New QGIS code repository
What has been talked about for a long time has happened. The QGIS project has officially changed its version control system: the code has been moved from SVN to GIT. The migration process is described in detail in Tim’s blog.
This is the second global migration. A few years ago, we migrated from CVS to SVN, and that was accompanied by the migration of the repository and bugtracker from SourceForge to the OSGeo infrastructure. The current migration is even more global: in addition to the migration to GIT, we have a repository migration to GitHub (more on that below), a bug tracker change (Trac will be replaced by Redmine), and we will also create a new plugin repository integrated with the bug tracker.
The new official repository is on GitHub — qgis/QGIS. As git is a distributed version control system, access to the main repository will be restricted to a few developers (i.e., many developers who previously had access will lose it).

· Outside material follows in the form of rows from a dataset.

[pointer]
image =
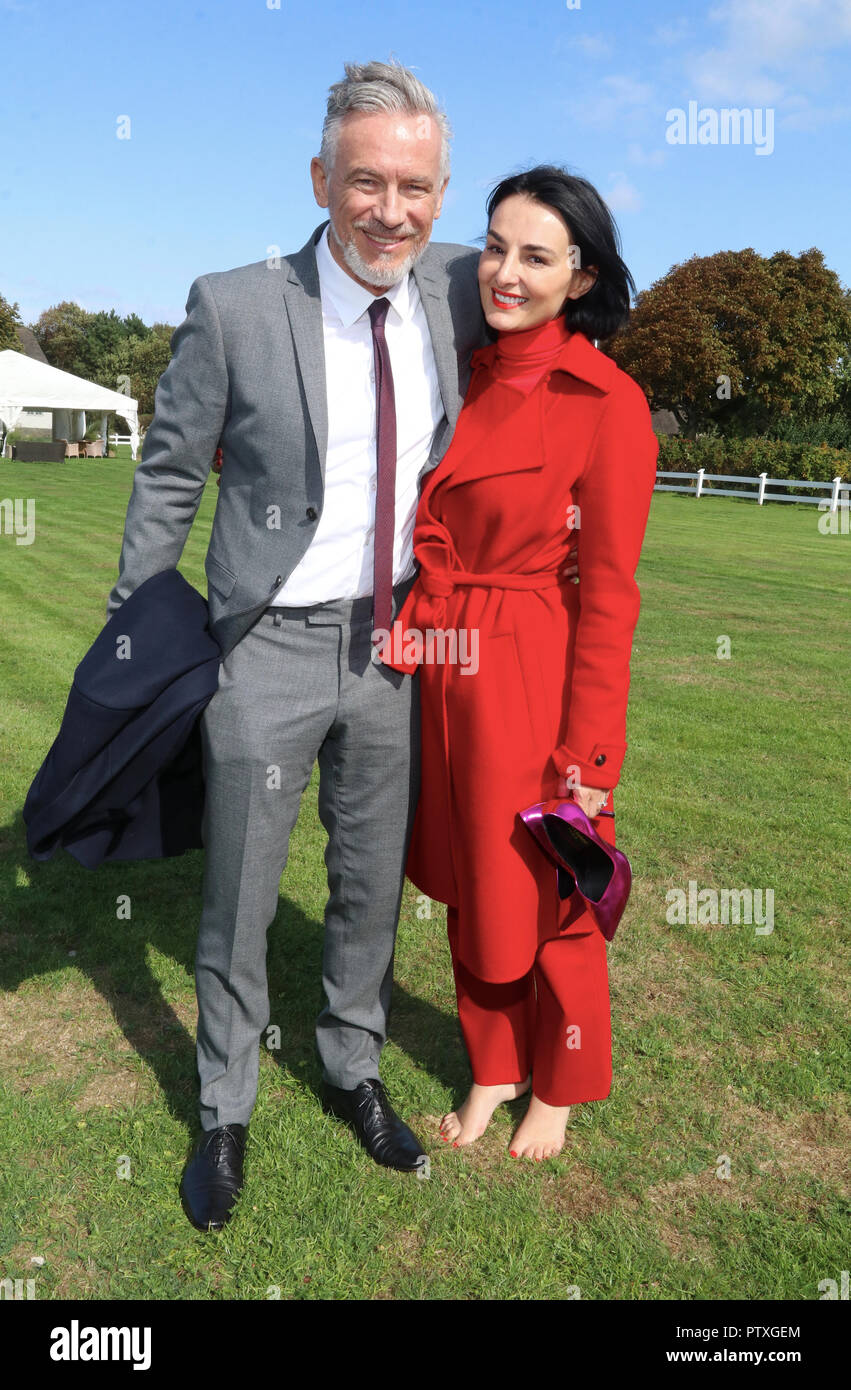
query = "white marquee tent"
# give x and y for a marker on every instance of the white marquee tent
(35, 385)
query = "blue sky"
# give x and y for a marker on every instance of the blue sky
(225, 102)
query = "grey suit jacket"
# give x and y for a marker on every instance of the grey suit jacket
(249, 373)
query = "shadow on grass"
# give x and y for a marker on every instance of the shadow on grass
(54, 908)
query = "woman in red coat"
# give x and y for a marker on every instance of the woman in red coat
(524, 674)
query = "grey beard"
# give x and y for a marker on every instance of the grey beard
(380, 275)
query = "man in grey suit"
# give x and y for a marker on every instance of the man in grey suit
(309, 371)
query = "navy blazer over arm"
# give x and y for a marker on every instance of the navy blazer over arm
(124, 777)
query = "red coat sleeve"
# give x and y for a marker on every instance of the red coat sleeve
(613, 495)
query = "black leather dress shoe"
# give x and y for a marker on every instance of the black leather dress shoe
(384, 1136)
(213, 1178)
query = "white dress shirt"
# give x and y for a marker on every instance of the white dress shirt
(338, 563)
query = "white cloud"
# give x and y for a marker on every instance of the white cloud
(622, 196)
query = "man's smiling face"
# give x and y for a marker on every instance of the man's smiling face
(383, 193)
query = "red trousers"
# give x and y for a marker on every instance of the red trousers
(555, 1022)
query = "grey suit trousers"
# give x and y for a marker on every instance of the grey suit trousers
(301, 685)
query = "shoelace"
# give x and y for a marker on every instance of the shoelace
(219, 1143)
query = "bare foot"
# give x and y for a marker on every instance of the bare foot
(541, 1130)
(472, 1119)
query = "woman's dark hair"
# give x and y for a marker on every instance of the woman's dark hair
(604, 309)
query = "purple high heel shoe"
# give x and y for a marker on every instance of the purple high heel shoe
(600, 873)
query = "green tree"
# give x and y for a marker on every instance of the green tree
(61, 334)
(141, 359)
(9, 317)
(740, 342)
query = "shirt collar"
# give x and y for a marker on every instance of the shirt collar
(349, 299)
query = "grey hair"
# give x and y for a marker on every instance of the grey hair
(380, 86)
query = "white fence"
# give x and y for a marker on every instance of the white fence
(693, 483)
(124, 439)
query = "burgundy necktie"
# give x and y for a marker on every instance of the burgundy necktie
(385, 487)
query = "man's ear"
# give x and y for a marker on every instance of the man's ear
(319, 180)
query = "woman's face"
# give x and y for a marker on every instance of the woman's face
(529, 266)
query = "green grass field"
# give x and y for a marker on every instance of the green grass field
(729, 1043)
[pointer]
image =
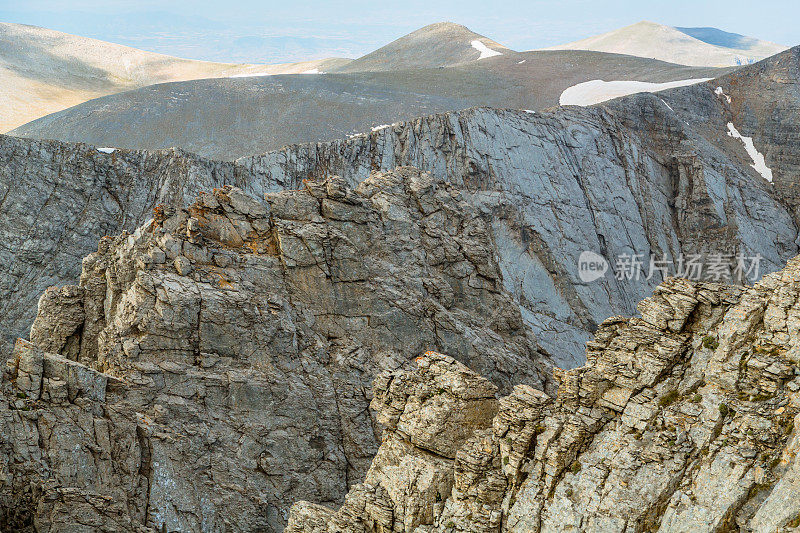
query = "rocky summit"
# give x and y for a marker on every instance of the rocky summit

Everyone else can work in their own repositories and either submit patches (created using git format-patch
) or send a pull request (if your repository is also on GitHub).
Now a bit of grumbling. The move to Git is a good step, but I personally don’t like the fact that the official repository is on GitHub. I don’t understand why the repository can’t be on the OSGeo servers. The rest of the infrastructure will be there anyway, so everything will be interconnected, and a single login will be used to access all services (bugtracker, svn, ftp…). Now it is not very convenient, and there is also a dependency on a third party.
P.S.: despite the fact that version 1.7 has already been branched, the release will be delayed until the end of the project’s infrastructure update. The release branch is accepting fixes that do not affect strings, and package maintainers can already prepare test builds and make the necessary changes.